Thanks! Yeah, that would probably be the most common use case. Though I worry that it would be non-intuitive given other functions operating on models (mcmc
, opt
, etc.) always return summaries of the greta arrays named in the model call. Not sure which is best.
I’ve been thinking again about the marginalisation interface in the feature/marginalise
branch, and also doing predictive simulations (when you get new data to predict to after model fitting). In both of those use cases, you might want to create a new variable greta array after creating the model and doing MCMC, and then simulate their values given the MCMC samples (like you can already do for deterministic greta arrays with calculate()
). You can’t do that with the current interface, since you have to pass in the model object, which wouldn’t have the new greta arrays.

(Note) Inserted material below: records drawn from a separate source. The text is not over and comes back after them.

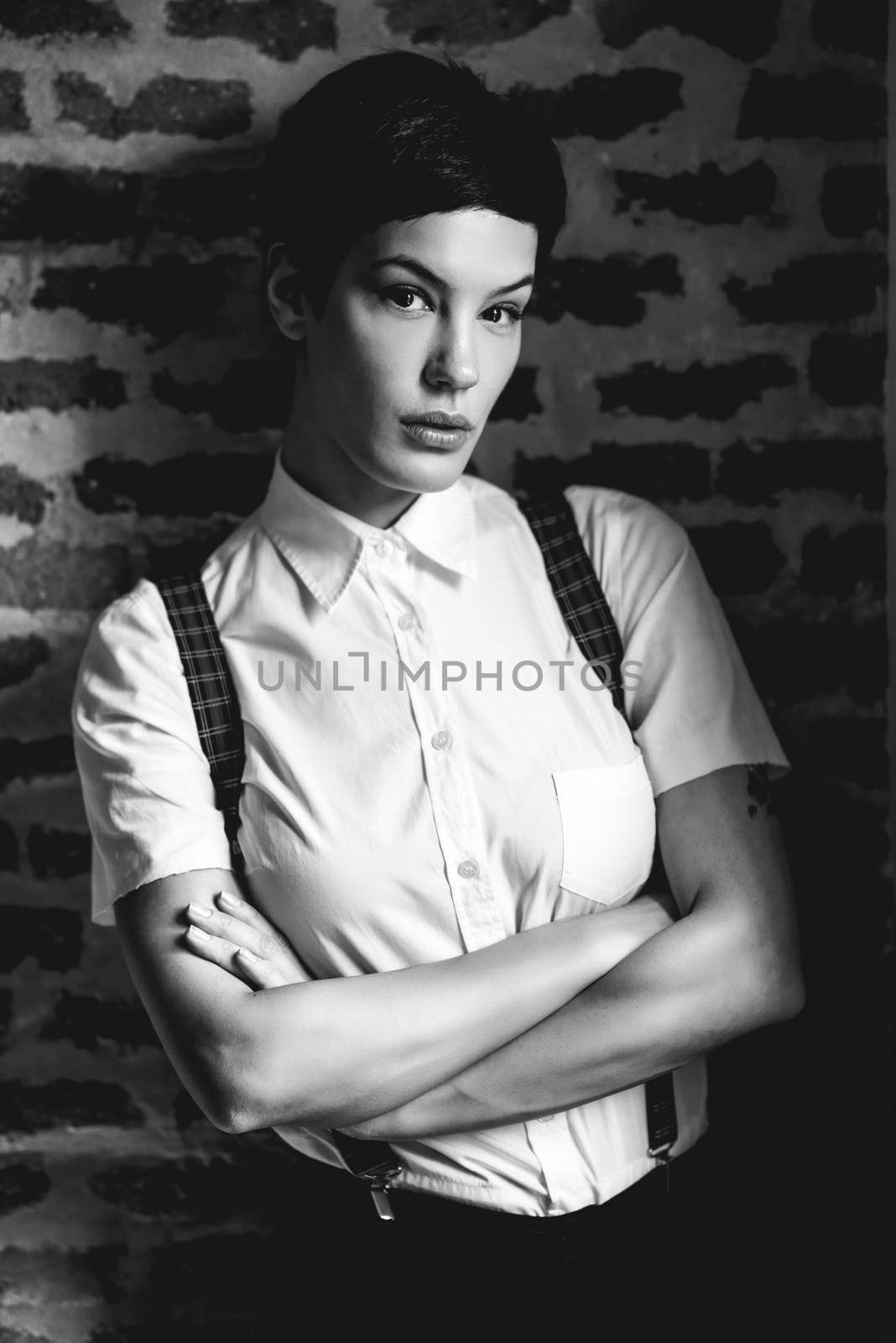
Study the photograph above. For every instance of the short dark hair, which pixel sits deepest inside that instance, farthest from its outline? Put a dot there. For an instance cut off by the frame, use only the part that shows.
(396, 136)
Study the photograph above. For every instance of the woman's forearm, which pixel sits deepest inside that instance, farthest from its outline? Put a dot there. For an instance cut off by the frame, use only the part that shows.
(340, 1051)
(685, 991)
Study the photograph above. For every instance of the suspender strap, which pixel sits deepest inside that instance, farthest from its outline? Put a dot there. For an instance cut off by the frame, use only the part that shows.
(212, 695)
(591, 622)
(221, 732)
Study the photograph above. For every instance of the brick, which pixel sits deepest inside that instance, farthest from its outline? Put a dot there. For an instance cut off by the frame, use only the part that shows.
(714, 391)
(177, 557)
(794, 660)
(44, 756)
(13, 114)
(206, 203)
(664, 473)
(844, 564)
(848, 369)
(813, 289)
(860, 30)
(195, 485)
(738, 557)
(829, 105)
(20, 656)
(253, 394)
(58, 853)
(608, 292)
(605, 107)
(278, 29)
(468, 24)
(29, 1108)
(70, 205)
(853, 201)
(49, 574)
(63, 19)
(55, 384)
(8, 848)
(746, 31)
(22, 1184)
(710, 195)
(210, 109)
(518, 400)
(167, 299)
(22, 497)
(848, 749)
(100, 1022)
(53, 937)
(757, 473)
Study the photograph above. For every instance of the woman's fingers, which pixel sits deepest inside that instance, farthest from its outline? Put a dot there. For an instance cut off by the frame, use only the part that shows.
(257, 971)
(237, 923)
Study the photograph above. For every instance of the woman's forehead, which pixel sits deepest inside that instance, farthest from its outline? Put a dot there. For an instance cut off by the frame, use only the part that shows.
(461, 248)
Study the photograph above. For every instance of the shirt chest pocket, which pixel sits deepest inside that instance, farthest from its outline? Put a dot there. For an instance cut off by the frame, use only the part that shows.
(608, 821)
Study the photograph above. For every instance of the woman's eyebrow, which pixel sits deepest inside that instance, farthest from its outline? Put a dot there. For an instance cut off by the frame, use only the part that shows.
(419, 269)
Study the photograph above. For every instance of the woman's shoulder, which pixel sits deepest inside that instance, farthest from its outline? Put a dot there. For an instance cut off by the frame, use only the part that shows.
(629, 515)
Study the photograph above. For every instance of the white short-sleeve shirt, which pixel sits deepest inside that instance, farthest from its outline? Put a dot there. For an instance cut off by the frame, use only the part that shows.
(430, 766)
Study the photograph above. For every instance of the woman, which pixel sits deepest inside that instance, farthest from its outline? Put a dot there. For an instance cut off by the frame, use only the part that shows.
(428, 823)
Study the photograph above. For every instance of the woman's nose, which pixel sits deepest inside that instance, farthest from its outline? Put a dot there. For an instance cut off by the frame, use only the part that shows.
(452, 360)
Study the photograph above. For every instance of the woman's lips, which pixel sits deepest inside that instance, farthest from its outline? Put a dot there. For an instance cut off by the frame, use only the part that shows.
(432, 436)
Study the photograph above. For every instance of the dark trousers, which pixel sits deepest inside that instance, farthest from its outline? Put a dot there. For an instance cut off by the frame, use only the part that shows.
(685, 1257)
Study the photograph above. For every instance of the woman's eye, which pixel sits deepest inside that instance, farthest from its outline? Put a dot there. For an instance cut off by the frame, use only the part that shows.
(403, 297)
(510, 312)
(398, 293)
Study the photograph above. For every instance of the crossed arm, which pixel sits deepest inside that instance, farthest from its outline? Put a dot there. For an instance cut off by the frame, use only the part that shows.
(542, 1021)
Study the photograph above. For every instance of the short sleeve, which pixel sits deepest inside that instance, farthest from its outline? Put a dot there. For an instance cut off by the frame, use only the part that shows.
(147, 785)
(688, 696)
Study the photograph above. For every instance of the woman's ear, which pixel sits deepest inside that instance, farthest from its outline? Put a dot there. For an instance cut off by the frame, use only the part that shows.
(289, 306)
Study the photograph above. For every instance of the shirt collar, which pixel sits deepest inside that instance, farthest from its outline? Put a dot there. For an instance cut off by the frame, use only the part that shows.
(325, 546)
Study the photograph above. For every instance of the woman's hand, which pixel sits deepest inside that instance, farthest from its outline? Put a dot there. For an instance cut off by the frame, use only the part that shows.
(242, 940)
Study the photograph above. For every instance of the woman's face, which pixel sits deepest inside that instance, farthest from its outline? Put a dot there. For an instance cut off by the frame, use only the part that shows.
(423, 316)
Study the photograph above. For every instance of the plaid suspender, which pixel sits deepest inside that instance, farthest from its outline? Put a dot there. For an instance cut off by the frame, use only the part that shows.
(212, 696)
(591, 621)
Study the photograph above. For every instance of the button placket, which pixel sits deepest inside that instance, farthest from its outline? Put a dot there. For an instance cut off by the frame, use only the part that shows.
(454, 802)
(550, 1139)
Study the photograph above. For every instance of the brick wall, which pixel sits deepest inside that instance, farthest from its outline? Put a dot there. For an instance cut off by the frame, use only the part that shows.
(711, 336)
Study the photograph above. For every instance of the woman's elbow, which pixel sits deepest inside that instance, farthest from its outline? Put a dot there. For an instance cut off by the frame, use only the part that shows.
(775, 989)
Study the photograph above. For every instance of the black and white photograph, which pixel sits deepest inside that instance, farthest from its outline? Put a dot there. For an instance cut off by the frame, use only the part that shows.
(445, 617)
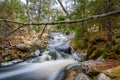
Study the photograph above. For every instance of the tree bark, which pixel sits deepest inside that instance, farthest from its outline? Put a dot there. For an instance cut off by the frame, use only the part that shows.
(66, 12)
(109, 25)
(112, 13)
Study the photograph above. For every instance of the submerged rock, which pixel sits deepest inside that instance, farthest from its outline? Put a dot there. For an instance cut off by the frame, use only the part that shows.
(102, 76)
(95, 66)
(82, 76)
(113, 72)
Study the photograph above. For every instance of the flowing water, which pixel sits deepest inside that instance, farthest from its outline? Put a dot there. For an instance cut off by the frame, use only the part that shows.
(48, 64)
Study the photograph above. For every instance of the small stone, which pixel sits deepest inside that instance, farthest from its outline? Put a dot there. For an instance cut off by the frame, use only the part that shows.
(82, 76)
(37, 53)
(102, 76)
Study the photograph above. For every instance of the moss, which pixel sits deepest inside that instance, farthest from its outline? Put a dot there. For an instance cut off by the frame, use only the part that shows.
(116, 79)
(116, 70)
(69, 74)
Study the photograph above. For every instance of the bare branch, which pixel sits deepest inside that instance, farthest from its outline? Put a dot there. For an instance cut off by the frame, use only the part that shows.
(67, 22)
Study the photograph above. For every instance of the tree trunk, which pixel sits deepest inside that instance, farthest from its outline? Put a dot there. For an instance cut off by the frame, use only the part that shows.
(109, 25)
(66, 12)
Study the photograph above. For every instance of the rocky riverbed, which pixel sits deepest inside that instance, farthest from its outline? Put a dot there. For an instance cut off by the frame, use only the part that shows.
(58, 62)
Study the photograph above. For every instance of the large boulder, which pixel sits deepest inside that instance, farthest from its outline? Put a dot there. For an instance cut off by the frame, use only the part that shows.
(23, 47)
(113, 72)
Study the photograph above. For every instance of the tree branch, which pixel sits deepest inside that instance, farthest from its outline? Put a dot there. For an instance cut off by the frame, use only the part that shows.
(67, 22)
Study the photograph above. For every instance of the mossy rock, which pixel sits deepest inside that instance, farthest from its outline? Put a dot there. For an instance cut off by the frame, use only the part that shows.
(113, 72)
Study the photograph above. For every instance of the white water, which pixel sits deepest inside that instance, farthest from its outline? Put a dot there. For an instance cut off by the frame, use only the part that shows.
(46, 70)
(38, 71)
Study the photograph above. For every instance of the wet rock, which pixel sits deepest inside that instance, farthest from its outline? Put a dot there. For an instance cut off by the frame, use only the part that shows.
(82, 76)
(37, 53)
(23, 47)
(95, 66)
(102, 76)
(113, 72)
(78, 57)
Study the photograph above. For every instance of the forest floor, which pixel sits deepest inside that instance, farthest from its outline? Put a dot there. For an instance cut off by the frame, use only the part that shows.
(21, 44)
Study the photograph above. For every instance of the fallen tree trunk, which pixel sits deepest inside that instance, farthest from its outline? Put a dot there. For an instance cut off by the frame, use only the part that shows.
(67, 22)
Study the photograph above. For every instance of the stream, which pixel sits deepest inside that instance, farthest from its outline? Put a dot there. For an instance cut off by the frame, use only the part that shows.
(48, 64)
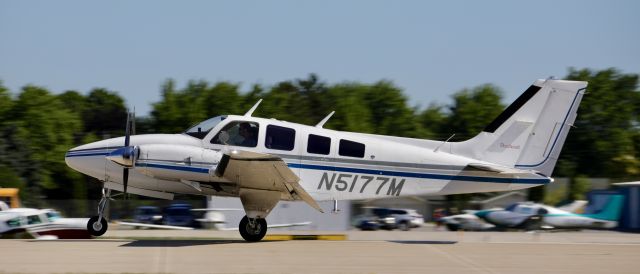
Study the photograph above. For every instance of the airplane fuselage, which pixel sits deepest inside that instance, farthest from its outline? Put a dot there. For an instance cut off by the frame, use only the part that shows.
(378, 166)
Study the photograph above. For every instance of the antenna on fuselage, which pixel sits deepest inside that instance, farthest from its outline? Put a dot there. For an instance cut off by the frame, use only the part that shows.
(445, 141)
(248, 114)
(325, 120)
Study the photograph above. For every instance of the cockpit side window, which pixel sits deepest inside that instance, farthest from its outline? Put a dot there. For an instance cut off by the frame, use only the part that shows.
(244, 134)
(14, 222)
(202, 129)
(33, 219)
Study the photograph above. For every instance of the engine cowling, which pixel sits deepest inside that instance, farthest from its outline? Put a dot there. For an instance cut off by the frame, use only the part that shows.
(177, 162)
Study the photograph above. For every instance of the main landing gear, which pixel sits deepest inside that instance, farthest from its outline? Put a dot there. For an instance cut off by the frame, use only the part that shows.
(97, 225)
(253, 229)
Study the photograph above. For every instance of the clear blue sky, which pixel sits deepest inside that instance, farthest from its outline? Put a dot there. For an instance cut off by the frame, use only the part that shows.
(430, 49)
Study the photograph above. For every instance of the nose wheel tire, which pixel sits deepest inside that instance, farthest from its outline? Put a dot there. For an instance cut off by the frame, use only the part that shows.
(95, 227)
(253, 230)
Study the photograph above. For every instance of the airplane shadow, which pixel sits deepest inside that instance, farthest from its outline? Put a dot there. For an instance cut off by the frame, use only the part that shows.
(425, 242)
(180, 243)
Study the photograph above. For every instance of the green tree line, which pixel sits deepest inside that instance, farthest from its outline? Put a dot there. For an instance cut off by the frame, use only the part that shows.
(37, 126)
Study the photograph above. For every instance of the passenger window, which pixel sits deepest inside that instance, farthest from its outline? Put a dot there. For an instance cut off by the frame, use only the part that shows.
(14, 222)
(33, 219)
(351, 149)
(244, 134)
(318, 144)
(280, 138)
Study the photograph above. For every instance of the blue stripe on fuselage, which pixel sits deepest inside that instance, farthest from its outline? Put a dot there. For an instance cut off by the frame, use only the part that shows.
(358, 170)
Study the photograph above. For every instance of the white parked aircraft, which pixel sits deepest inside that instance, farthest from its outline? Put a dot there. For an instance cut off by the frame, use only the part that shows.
(534, 216)
(40, 224)
(263, 161)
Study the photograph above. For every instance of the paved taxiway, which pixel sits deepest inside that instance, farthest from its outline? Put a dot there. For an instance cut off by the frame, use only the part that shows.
(364, 252)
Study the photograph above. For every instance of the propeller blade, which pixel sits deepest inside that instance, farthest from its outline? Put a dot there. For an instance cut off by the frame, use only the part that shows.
(127, 132)
(125, 179)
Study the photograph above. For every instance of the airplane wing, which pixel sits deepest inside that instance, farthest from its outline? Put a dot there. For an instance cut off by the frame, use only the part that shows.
(264, 172)
(574, 207)
(155, 226)
(217, 209)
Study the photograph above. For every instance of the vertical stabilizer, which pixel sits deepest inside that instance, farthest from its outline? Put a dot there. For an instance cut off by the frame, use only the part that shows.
(530, 133)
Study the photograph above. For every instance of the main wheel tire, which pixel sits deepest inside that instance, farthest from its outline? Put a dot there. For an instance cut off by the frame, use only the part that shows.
(255, 233)
(95, 227)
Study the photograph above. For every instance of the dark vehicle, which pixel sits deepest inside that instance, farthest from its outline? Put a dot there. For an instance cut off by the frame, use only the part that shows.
(375, 218)
(179, 215)
(367, 223)
(385, 218)
(148, 215)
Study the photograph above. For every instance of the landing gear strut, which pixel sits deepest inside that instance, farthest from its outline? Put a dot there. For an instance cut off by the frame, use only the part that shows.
(253, 230)
(97, 225)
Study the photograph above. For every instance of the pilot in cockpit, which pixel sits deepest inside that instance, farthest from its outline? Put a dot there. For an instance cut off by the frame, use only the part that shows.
(248, 134)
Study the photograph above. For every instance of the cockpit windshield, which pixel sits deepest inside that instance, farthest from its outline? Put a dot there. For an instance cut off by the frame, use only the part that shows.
(200, 130)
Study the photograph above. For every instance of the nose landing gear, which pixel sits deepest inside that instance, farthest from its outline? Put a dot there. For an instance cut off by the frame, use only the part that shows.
(97, 225)
(253, 229)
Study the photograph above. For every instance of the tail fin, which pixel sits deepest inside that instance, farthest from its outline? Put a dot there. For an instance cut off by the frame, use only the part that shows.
(529, 134)
(611, 211)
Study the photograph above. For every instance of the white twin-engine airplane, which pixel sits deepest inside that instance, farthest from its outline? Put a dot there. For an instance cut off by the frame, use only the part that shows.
(263, 161)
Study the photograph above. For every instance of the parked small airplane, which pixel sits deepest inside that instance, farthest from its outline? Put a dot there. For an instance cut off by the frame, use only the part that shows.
(263, 161)
(40, 224)
(532, 216)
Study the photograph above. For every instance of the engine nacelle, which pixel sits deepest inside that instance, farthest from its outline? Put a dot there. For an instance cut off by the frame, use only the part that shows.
(177, 162)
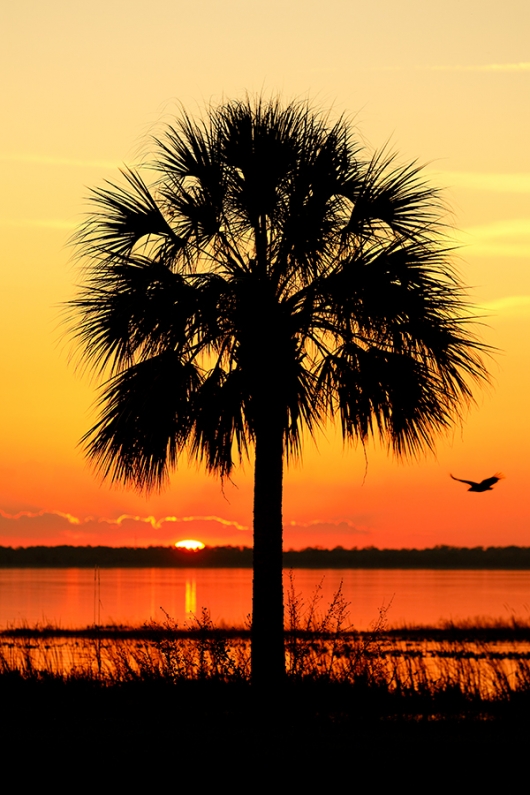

In light of that, maybe having greta arrays be the simulation targets would be better, like in @cboettig’s post. so then the interface would look like this (no model passed in):
simulate(targets, nsim = 1, seed = NULL, values = list(), precision = c("double", "single"), ...)
and you’d use it like this:
# build a greta model
n <- 10
y <- rnorm(n)
y <- as_data(y)
library(greta)
sd <- lognormal(1, 2)
mu <- normal(0, 1, dim = n)
distribution(y) <- normal(mu, sd)
m <- model(mu, sd)
# prior simulation:
# simulate one random draw of mu and sd from the model prior:
sims <- simulate(list(mu, sd))
# 100 simulations of mu and sd)
sims <- simulate(list(mu, sd), nsim = 100)
# 100 simulations of y and mu
# NB: y must be a greta array here
sims <- simulate(list(y, mu), nsim = 100)
# conditional prior simulation:
# 100 simulations of y and mu, with sd fixed at 3
sims <- simulate(list(y, mu), nsim = 100, values = list(sd = 3))
# posterior simulation:
# generate posterior samples from the model as usual
draws <- mcmc(m)
# draw 100 simulations of y, conditioned on 100 random posterior
# samples of all the model parameters
sims <- simulate(y, nsim = 100, values = draws)
This way you would have to explicitly pass in the things you want to simulate. It wouldn’t be able to guess what you want with defaults, but at least you wouldn’t be confused!
A downside of this is that it doesn’t match the pattern for the simulate
S3 class, where the first argument is a (fitted) model object.
So maybe it should be renamed to something else (sample
is already taken) or maybe this functionality should be rolled into the same function as calculate
(enabling a list of targets in that function)?
Goddamnit, sane API design is much harder than writing code!